Leider hat IBM dem AT noch kein Einstellprogramm im ROM spendiert. Es wurde auf Diskette mitgelifert und kann heute noch vom FTP-Server der IBM heruntergeladen werden: ftp://ftp.pc.ibm.com/pub/pccbbs/refdisks/atdg207.exe.

Andere Hersteller hatten teilweise bereits ein Einstellprogramm im ROM oder arbeiteten wie z.B. Compaq ebenfalls mit Setup-Disketten.

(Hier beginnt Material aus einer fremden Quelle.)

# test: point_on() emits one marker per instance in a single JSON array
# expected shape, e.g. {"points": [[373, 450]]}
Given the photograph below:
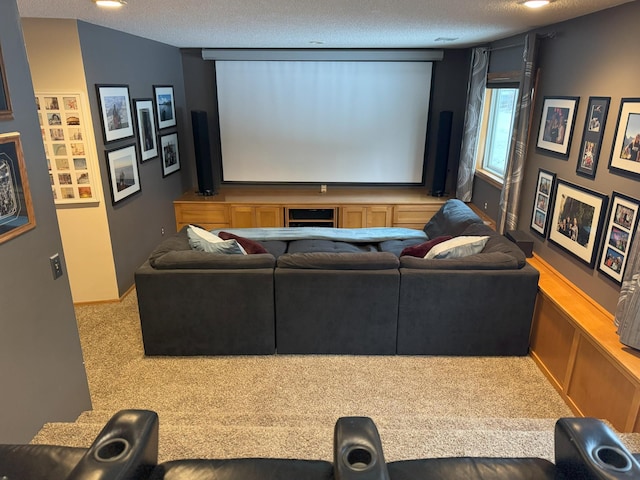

Das CMOS-RAM ist leider sehr klein, weshalb sich IBM entschlossen hat, dort nicht die ganze Laufwerksgeometrie abzuspeichern sondern nur einen Zeiger auf eine Tabelle mit den Angaben verschiedener Laufwerke, welche wiederum fest im BIOS hinterlegt ist. Dies hat den Nachteil, dass der Reschner nur Festplatten nutzen kann, die zu einer der hinterlegten Geometrien passen. Kompatible PCs hatten noch lange im BIOS-Setup die Möglichkeit, aus den vorgefertigten Platten zu wählen. Zusätzlich konnte aber auch die Geometrie direkt eingestellt werden. Diese Möglichkeit fehlte dem IBM AT noch. Fast alle Hersteller hielten sich an die ersten 14 Einträge der einst von IBM definierten Liste, die übrigen der insgesamt 47 Einträge wurden herstellerspezifisch belegt. Hier deswegen nur die ersten 14:

Typ-Nr. Spuren Köpfe WPC ab Spur Landezone Sektoren / Spur MB verwendbar für
1 306 4 128 305 17 10.16 Seagate ST-412
2 615 4 300 615 17 20.42 Seagate ST-225, fast alle anderen 20MB-Platten
3 615 6 300 615 17 30.63  
4 940 8 512 940 17 62.42  
5 940 6 512 940 17 46.82  
6 615 4 aus 615 17 20.42  
7 462 8 256 511 17 30.68  
8 733 5 aus 733 17 30.42  
9 900 15 aus 901 17 112.06  
10 820 3 aus 820 17 20.42  
11 855 5 aus 855 17 35.49  
12 855 7 aus 855 17 49.68  
13 306 8 128 319 17 20.32  
14 733 7 aus 733 17 42.59  


Nach der Festlegung der Einstellungen muss die Platte zunächst low-level-formatiert werden. Leider enthält die oben genannte Reference Disk kein solches Programm. Der Festplatten-Hersteller Seagate hält aber ein sehr schönes Programm dieser Art auf dem firmeneigenen FTP-Server bereit. Es ist unter ftp://ftp.seagate.com/techsuppt/seagate_utils/sgatfmt4.zip zu finden. Es läuft angeblich auch mit Festplatten anderer Hersteller. Das übrige Prozedere ist gleich wie beim XT.